Gemma tried next. She knelt before him and placed a hand on each of his. “Uncle,” she said softly. “Hear me. Hear us. Come out of the place where he’s put you.” Her fingers glowed a faint blue white as she gently probed him with her power, just as she’d done to pullthe Three-Eyed Crown out of Talan. The scars on her hand lit up like stars.
Shadows shifted across Jaetris’s gnarled face. Tiny green vines sprouted at his heels and climbed up curiously to show him their budding faces.
He sneered down at Gemma. “How dare you,” he gasped.“Uncle?”Then, trembling violently with the effort, he knocked her back with a sharp jut of his chin. She flew several feet before slamming into the ground. Talan slunk over to her at once and nudged her upright with his massive horned head.
That display of power had taxed Jaetris. He slumped back against his throne, even thinner and grayer, as if entire layers of his being had been scraped away by that single swipe. I looked back over my shoulder and saw the brilliant twist of Ankaret spiraling up into the air, Kilraith racing after her in a torrent of black clouds.

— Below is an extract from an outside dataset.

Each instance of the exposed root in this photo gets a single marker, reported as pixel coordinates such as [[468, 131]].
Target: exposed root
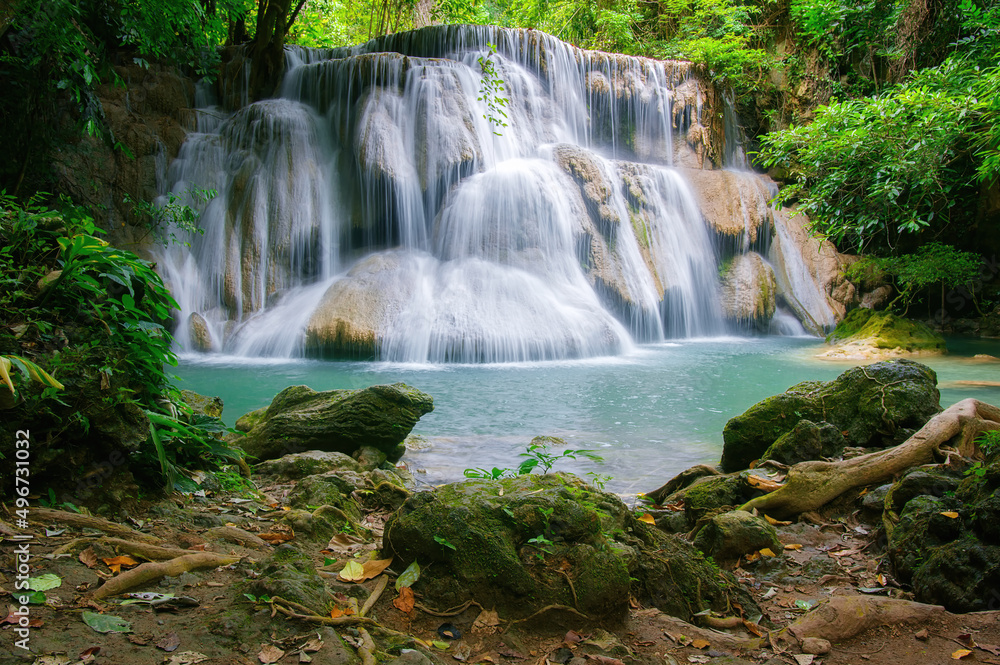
[[811, 485], [149, 572], [48, 515]]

An impatient burst of inspiration exploded through me, as quick and hot as Ankaret’s own fire. I grabbed the obsidian-handled dagger from my boot and sliced open my arm. The pain was instant, searing, and for a moment I crouched over the wound, gasping first in shock, then in relieved wonder. My wild guess had been correct.
The blood dripping down my arm was bright red swirled with gold—a human’s blood and the blood of a god, awakened by Mhorghast’s Olden air.
Mara cursed and grabbed for me, but then she saw the sheen of my blood and stopped, staring. I pushed past her, blinking back tears, and slashed open Jaetris’s own arm. His wrinkled skin opened like paper, and out of the thin wound trickled blood so brilliantly gold that it hurt my eyes.
He stared stupidly down at the gash, then blew out a short angry breath. I thrust my own arm at him, showing him the red-gold blood staining my skin.